The genesis of tragedy cannot be explained by saying that things happen, after all, just as tragically in real life. Art is not an imitation of nature but its metaphysical supplement, raised up beside it in order to overcome it. Nietzsche, The Birth of Tragedy
Zeus has led us on to know,
The Helmsman lays it down as law
that we must suffer, suffer into truth. the Chorus of Aeschylus’ Agamemnon
Twenty five centuries ago, on a hillside in Athens, Greeks would gather excitedly to watch men and women murdered, maimed, and driven to madness on the stage. They did this in religious festivals dedicated to their gods. Tragedy was for these Greeks a spectacle, a rite, and a source of wisdom. It helped them figure out who they were: it showed them situated precariously between civilization and savagery, between the bestial and the divine. In the theater, Greeks confronted their aspirations for nobility and justice and their despair at their all too human fragility. Occasionally they saw themselves triumph, beyond all expectation.
Twenty five centuries later, on the other side of the world, Aeschylus, Sophocles, and Euripides still invite us to suffer into truth, alongside Orestes, Oedipus, Jason, and the other doomed heroes. The centuries have scarcely dimmed or softened the harsh light to which, and by which, we are exposed by theater’s first masters.
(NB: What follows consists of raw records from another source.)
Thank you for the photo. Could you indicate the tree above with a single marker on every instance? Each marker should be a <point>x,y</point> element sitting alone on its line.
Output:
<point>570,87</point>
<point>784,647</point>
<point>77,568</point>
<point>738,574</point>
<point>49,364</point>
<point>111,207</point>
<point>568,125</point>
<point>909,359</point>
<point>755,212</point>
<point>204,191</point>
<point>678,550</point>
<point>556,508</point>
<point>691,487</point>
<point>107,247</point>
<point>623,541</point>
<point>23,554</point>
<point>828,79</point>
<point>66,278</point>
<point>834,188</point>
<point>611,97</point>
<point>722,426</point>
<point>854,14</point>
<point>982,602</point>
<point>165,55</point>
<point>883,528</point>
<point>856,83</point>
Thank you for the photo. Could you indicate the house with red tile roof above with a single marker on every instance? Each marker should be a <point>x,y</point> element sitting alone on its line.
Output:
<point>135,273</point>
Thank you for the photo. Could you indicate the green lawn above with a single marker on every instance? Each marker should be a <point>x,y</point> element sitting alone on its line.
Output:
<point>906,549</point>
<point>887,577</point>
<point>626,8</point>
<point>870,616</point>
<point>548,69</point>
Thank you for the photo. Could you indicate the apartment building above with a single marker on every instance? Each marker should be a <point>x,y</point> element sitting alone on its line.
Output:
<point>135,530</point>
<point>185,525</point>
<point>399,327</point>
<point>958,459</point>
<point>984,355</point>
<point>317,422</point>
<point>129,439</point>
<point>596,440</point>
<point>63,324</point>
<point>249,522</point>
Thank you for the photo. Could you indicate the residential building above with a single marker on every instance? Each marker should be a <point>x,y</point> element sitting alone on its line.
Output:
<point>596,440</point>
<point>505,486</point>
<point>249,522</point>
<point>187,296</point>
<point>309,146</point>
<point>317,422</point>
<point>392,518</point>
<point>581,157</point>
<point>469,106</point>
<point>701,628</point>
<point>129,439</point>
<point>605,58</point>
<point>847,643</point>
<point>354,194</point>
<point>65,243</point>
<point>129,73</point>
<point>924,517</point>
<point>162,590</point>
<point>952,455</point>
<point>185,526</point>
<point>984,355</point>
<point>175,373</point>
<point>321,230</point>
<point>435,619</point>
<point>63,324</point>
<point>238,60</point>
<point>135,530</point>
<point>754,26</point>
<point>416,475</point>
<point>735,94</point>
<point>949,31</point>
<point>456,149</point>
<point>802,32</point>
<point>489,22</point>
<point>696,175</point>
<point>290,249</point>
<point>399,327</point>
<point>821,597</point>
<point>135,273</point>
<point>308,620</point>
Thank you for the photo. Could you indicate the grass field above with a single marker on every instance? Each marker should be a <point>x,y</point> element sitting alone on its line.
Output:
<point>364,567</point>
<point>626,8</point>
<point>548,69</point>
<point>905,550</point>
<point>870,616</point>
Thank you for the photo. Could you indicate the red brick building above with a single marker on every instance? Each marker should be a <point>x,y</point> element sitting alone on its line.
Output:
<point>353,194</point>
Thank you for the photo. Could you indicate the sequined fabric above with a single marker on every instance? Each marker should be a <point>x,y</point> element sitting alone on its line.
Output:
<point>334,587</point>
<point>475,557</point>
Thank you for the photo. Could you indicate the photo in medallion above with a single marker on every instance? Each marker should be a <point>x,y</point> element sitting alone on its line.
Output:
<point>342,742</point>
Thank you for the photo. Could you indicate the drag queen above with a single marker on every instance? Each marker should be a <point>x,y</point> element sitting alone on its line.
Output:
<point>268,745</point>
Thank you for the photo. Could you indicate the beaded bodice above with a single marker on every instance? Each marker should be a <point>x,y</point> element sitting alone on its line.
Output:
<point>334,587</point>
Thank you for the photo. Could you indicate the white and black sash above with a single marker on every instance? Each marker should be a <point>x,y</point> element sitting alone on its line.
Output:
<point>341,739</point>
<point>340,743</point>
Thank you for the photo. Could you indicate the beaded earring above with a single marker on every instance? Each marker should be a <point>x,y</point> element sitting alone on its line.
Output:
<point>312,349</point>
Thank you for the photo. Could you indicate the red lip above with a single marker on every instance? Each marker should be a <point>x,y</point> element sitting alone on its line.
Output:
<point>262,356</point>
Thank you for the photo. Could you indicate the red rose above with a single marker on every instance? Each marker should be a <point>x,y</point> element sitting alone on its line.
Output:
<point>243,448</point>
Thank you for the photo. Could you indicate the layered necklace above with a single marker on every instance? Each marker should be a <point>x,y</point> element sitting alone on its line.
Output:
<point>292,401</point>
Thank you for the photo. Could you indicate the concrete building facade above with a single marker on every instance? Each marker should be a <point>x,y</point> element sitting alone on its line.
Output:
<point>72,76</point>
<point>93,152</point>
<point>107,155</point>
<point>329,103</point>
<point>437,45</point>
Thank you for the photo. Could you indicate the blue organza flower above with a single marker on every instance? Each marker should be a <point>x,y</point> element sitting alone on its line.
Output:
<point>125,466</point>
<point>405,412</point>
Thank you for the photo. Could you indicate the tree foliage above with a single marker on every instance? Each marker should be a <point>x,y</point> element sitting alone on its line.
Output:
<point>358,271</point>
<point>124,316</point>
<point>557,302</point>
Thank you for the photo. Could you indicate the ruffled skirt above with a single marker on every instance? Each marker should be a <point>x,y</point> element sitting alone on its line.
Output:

In this course, we study these playwrights’ tragedies partly in order to learn about ancient Greek views about fate, human nature, and divinity, among other themes. We also study them in order to face up to the hard teachings that the poets offer us about the same. We want to learn what tragedy is and what it can do for us. In these ambitions we will be helped by two profound interpreters of Greek tragedy, Aristotle and Friedrich Nietzsche.
Students will participate in seminars on the readings, stage scenes, and write interpretive and imaginative responses to the tragedies.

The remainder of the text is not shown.